The Regulations are structured in a compact, compliance-focused format:
- Regulation 1 sets out citation and commencement.
- Regulation 2 provides definitions that determine scope.
- Regulation 3 prescribes the mandatory notification requirements: what information to include (First Schedule), which forms/methods to use (Second Schedule/website), how to send it (hand, registered mail, or approved secure electronic system), and when to submit it (3-month deadlines from either hepatic resection or first treatment event).
- Regulation 4 authorises the Registrar to request additional information, drawing on the Third and Fourth Schedules.
Four schedules support the substantive obligations. The First Schedule governs the dataset to submit with the initial notification. The Second Schedule governs the prescribed notification forms. The Third and Fourth Schedules govern additional information for new cases and for cases undergoing treatment, respectively.
Who Does This Legislation Apply To?
The Regulations apply to healthcare institutions whose managers are responsible for making the notifications to the Registrar. The duty is framed as a notification by the manager of a healthcare institution to the Registrar that a person has undergone hepatic resection for liver transplantation into another living person, or is undergoing treatment for the relevant post-hepatic resection donor condition.
In terms of affected individuals, the notification relates to the donor patient (the person who has undergone hepatic resection and is missing part of the liver due to donation). The Regulations also define the recipient, indicating that recipient-related information may be relevant to the notification dataset and/or subsequent additional information requests.
Why Is This Legislation Important?
For practitioners, the Regulations matter because they convert the National Registry of Diseases Act’s general notification powers into a specific, time-bound reporting obligation for a high-stakes clinical pathway—living liver donation. Non-compliance is not merely administrative; it can affect the completeness and reliability of national registry data used for public health oversight, epidemiological analysis, and potentially policy and clinical governance.
From a legal risk perspective, the Regulations impose clear procedural requirements: use the correct forms, include the required information fields, submit through approved channels, and meet the 3-month deadlines. These are the types of requirements that can be audited internally and externally, and they are also the types of requirements that can become relevant in incident reviews, regulatory inquiries, or disputes about whether a hospital met its statutory duties.
Finally, Regulation 4 underscores that compliance is not a one-off event. The Registry can request additional information under section 7(1) of the Act.
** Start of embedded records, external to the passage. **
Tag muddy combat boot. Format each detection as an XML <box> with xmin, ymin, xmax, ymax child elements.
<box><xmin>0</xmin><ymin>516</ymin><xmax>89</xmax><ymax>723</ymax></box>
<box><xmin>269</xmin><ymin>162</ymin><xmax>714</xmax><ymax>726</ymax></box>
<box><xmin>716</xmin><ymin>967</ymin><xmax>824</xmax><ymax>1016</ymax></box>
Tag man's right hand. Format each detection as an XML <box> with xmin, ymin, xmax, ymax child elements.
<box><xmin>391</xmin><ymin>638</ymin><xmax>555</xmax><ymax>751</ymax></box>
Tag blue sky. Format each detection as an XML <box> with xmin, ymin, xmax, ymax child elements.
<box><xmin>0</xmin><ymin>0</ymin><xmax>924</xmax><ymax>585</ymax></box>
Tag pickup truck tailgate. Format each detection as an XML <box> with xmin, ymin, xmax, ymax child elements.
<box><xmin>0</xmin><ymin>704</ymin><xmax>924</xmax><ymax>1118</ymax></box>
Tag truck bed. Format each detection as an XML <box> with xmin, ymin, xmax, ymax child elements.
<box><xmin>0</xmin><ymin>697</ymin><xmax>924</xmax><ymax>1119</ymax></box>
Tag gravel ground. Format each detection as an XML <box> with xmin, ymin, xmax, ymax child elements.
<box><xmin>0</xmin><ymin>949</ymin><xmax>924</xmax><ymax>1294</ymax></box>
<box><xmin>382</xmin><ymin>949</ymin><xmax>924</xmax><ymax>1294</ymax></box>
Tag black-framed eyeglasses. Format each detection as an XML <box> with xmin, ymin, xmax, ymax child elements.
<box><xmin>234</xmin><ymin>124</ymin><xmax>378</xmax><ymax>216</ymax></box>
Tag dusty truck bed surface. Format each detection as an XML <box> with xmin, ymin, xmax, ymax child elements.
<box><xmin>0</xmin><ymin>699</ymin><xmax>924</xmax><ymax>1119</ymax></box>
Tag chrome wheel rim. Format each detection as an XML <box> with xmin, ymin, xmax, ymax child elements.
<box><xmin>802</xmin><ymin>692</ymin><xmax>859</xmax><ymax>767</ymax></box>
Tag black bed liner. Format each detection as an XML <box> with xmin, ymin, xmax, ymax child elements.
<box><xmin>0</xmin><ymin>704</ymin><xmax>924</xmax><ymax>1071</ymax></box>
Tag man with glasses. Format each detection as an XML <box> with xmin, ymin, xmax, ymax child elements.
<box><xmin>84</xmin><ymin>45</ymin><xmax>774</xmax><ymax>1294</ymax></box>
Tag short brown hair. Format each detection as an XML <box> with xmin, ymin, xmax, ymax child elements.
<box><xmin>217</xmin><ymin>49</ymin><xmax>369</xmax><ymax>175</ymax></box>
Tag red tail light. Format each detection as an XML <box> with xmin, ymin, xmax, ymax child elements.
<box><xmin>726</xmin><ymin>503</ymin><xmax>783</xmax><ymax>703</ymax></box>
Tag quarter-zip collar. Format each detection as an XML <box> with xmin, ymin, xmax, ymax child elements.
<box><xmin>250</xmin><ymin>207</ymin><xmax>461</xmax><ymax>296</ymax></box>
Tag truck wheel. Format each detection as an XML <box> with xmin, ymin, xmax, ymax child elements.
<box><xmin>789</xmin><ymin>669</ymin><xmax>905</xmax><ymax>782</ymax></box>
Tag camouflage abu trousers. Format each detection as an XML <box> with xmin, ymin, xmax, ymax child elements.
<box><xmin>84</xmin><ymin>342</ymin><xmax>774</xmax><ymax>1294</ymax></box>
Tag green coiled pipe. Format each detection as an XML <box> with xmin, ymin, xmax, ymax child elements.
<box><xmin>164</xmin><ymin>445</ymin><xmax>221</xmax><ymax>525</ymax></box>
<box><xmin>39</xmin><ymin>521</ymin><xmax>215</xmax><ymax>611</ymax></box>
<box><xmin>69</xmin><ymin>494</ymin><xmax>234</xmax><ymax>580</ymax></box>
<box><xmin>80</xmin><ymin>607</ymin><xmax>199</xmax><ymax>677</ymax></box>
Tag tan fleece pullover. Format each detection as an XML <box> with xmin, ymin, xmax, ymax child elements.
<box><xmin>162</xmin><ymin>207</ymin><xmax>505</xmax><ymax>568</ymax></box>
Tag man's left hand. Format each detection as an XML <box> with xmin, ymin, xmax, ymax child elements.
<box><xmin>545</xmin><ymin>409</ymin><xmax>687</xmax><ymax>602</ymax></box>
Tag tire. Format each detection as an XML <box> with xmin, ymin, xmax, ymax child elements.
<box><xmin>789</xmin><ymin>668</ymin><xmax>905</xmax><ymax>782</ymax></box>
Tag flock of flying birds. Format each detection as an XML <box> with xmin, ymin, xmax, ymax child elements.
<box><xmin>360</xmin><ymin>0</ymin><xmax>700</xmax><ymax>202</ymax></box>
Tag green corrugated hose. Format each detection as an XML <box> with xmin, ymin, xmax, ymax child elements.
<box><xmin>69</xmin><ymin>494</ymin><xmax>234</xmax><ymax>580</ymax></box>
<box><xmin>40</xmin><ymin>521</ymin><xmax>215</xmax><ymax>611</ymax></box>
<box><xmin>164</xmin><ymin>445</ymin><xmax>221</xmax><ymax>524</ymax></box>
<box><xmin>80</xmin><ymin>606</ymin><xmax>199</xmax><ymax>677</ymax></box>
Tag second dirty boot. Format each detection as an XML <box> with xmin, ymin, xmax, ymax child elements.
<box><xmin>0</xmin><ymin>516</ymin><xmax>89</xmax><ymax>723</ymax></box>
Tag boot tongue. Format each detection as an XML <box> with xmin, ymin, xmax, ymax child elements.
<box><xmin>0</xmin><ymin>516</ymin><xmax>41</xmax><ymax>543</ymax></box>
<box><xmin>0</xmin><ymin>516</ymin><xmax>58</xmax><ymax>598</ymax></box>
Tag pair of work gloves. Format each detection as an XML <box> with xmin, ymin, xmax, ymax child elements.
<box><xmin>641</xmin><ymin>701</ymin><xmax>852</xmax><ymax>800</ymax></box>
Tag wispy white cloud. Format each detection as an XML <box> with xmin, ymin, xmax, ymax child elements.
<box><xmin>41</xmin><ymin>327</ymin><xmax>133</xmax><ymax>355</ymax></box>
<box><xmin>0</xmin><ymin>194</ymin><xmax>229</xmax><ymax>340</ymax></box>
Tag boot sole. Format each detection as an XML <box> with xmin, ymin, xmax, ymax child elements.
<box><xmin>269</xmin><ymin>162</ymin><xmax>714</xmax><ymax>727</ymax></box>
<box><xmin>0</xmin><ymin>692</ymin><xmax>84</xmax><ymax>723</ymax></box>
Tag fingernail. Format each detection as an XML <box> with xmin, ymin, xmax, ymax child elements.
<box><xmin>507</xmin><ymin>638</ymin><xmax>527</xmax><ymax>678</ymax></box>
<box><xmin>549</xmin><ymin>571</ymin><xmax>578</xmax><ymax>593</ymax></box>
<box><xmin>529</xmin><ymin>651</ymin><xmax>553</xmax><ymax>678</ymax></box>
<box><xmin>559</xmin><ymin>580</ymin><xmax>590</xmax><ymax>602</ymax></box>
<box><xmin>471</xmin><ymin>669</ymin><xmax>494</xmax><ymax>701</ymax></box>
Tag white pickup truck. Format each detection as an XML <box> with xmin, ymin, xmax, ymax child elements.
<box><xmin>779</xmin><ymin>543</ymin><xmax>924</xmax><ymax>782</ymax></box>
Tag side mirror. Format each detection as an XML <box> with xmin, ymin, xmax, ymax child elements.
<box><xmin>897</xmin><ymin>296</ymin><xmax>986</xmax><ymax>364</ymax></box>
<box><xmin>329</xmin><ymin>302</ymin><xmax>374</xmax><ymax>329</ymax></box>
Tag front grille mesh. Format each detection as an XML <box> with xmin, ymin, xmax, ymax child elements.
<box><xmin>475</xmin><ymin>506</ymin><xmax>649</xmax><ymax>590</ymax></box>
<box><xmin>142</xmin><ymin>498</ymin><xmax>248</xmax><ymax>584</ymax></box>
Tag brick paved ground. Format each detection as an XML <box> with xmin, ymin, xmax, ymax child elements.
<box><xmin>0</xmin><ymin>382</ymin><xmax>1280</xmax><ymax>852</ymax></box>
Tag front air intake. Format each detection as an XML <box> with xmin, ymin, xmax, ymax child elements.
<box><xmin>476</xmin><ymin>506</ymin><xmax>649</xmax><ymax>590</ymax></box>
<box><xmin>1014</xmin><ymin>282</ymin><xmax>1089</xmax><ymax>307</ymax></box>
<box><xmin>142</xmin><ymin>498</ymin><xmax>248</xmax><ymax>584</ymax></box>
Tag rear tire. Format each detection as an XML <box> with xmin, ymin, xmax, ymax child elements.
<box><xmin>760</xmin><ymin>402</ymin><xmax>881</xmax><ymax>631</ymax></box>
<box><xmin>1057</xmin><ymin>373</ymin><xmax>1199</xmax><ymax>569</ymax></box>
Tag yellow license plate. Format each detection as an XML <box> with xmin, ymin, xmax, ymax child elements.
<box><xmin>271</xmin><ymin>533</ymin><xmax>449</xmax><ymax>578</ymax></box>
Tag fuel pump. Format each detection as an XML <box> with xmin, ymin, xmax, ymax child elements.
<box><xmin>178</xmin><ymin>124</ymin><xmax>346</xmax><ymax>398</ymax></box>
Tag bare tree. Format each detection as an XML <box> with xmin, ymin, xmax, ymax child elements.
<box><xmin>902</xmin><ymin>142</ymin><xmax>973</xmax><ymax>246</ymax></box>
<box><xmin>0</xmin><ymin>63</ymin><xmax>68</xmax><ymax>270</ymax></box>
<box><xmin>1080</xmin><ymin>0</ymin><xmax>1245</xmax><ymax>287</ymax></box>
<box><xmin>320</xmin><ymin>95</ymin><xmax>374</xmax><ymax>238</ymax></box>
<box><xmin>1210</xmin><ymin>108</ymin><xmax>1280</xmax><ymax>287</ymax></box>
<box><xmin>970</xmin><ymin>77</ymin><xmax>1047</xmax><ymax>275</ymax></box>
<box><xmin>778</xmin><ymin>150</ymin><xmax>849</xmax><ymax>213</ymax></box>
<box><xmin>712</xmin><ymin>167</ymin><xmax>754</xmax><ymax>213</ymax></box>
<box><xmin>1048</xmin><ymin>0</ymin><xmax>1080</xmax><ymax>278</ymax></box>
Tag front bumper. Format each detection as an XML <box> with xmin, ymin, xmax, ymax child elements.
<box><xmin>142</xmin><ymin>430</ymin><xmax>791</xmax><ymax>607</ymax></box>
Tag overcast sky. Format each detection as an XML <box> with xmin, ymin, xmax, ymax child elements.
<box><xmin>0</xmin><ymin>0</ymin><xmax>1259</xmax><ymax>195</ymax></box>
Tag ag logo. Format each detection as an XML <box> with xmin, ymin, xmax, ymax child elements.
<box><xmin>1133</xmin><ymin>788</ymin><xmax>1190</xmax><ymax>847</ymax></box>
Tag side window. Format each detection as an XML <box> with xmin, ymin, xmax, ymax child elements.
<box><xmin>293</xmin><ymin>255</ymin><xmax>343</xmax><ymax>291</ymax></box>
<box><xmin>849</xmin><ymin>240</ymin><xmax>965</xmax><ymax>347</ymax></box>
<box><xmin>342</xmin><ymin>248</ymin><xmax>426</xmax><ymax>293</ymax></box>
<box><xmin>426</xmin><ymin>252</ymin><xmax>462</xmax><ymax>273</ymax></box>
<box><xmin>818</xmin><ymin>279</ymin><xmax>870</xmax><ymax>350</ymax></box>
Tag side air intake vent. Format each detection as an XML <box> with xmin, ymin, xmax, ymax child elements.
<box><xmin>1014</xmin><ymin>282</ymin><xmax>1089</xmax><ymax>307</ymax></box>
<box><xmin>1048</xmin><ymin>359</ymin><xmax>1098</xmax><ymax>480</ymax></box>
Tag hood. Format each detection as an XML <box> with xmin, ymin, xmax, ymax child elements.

Hospitals should therefore implement governance processes that allow timely retrieval of clinical and administrative data, and ensure that the manager (and authorised officers) can respond to Registry queries without delay.
Related Legislation
- National Registry of Diseases Act (Chapter 201B)
- Diseases Act (noted in provided metadata as related; confirm exact cross-references in the full legislative framework)
- Legislation timeline / amendments history (for version control and any subsequent changes)
Source Documents
This article provides an overview of the National Registry of Diseases (Liver — Post Hepatic Resection (Donor) Notification) Regulations 2009 for legal research and educational purposes. It does not constitute legal advice. Readers should consult the official text for authoritative provisions.